For most people, the question of “how do cats apologise” is easy to answer: they don’t! They knock our picture frames off the shelves. They kick litter out of the box seemingly on purpose. If we leave them overnight with a cat-loving Pet Sitter, we get reports of them zooming around the house at 3am. As this article is being written, a cat is unapologetically trying to sit on the keyboard.
It seems they are simply incapable of apologies.
At least that’s what we all thought. But as it turns out, science shows us that cats are much more complex and emotionally attuned than we give them credit for. They may not say sorry the same way a human would. But they do apologise, in their own way. And once you learn “how do cats apologise,” maybe you won’t be quite so angry about them for looking you straight in the eye while they scratch up your furniture.
First of all, are cats capable of apologising?
It can seem like cats live in their own little world. We assume that in their mind, they rule the house. You’re simply a servant that gives them their food and cleans out their litter box. But, research of cat behaviour tells us that’s not totally true.
On the one hand, cats are self-sustaining and territorial. Give a cat a safe place to live and the opportunity to hunt and they don’t need to have a human around. But that doesn’t mean that cats are unable to form strong emotional bonds. According to International Cat Care, females in feral colonies will groom each other and care for kittens communally. They may hunt alone, but many chose to live together in social groups.
Interestingly, fights and aggression within feral colonies are quite rare. Cats may not have much of a need to apologise because they don’t tend to anger the cats within their colony.
When we bring cats into our homes, we have the potential of creating the social group that is common in a feral colony. If we invest time in bonding exercises and general cuddles, our fur babies may see us as part of their social group. If your cat is very social and secure in their territory and relationship with their Owners, they may warm up more easily to cat-loving Pet Sitters, as well.
When you get angry at your cat, on the other hand, they get scared and stressed out. All they want is for things to go back to normal. But do they apologise? Well, it’s probably more likely that your cat just wants to make sure that they can still feel safe in their social group. They’re not admitting guilt, but they’re likely testing the waters to make sure you’re still friends.
So when they want to make things right, how do cats apologise?

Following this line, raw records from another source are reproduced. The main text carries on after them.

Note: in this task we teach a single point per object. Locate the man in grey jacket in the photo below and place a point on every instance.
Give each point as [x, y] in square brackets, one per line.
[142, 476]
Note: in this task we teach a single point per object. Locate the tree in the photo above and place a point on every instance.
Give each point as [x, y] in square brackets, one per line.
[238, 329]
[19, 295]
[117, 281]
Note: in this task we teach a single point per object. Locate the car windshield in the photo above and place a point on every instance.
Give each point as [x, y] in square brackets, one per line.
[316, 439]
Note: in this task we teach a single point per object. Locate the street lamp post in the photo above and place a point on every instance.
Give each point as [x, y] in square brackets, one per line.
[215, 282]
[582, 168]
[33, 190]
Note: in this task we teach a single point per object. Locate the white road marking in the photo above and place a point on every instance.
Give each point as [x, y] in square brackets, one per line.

Now, in the heat of the argument, your cat’s first reaction is likely going to be to run away. They may hide or go to a place in the room where they feel safe. You’ll also notice them staring at you. A lot of owners mistake this as defiance in their cat, as if their cat is saying to them, “Yes, I did that, and I don’t care.” But it’s more likely that your feline friend is trying to read the situation. Only when you’re calm will they be able to relax as well.
When things cool off, that’s when you’re going to see “apologising” behaviour. Every cat is different, but there are a few feline behaviours that may be your cat’s way of saying they’d like to patch things up. They include,
- Approaching you (it’s a little gesture, but it means they feel safe)
- Head butting and rubbing
- Blinking slowly
It’s impossible to say how long it will take for your cat to come around. But when they do, validate it! Only with an intact relationship will you be able to correct the behaviour that made you angry in the first place.
Perhaps more important than asking “how do cats apologise,” is asking ourselves, “why should they?”
At this point, a few things are clear. Cats don’t feel guilt. They do feel connected to us. And there are certain behaviours that show us they still think of us as part of their social group. And now that you’ve read this far to find out “how do cats apologise,” it might be time to ask yourself why you expected them to in the first place.
If your cat is peeing in the house, pooping outside the litter box, scratching up the furniture, or causing some other widespread chaos in your home, there’s a reason. Some behaviours are instinctual, like sharpening their claws and waking you up at 4am. Others are cries for help, like pooping outside the litter box because it’s dirty or the litter is bothering their paws.
When you learn about the behaviours of your cat, you’ll be able to address issues and make your home more cat-friendly. We’ve written articles about how to stop your cat from scratching the furniture and how to convince your cat to love you so that the bond between the two of you is stronger. Do more research about your cat’s unique behaviours to see if there’s anything you can do to make them feel more comfortable.
Overall, your cat wants to be on good terms with you. If you can compromise a little bit for your cat, there will be far fewer reasons for them to be apologising to you.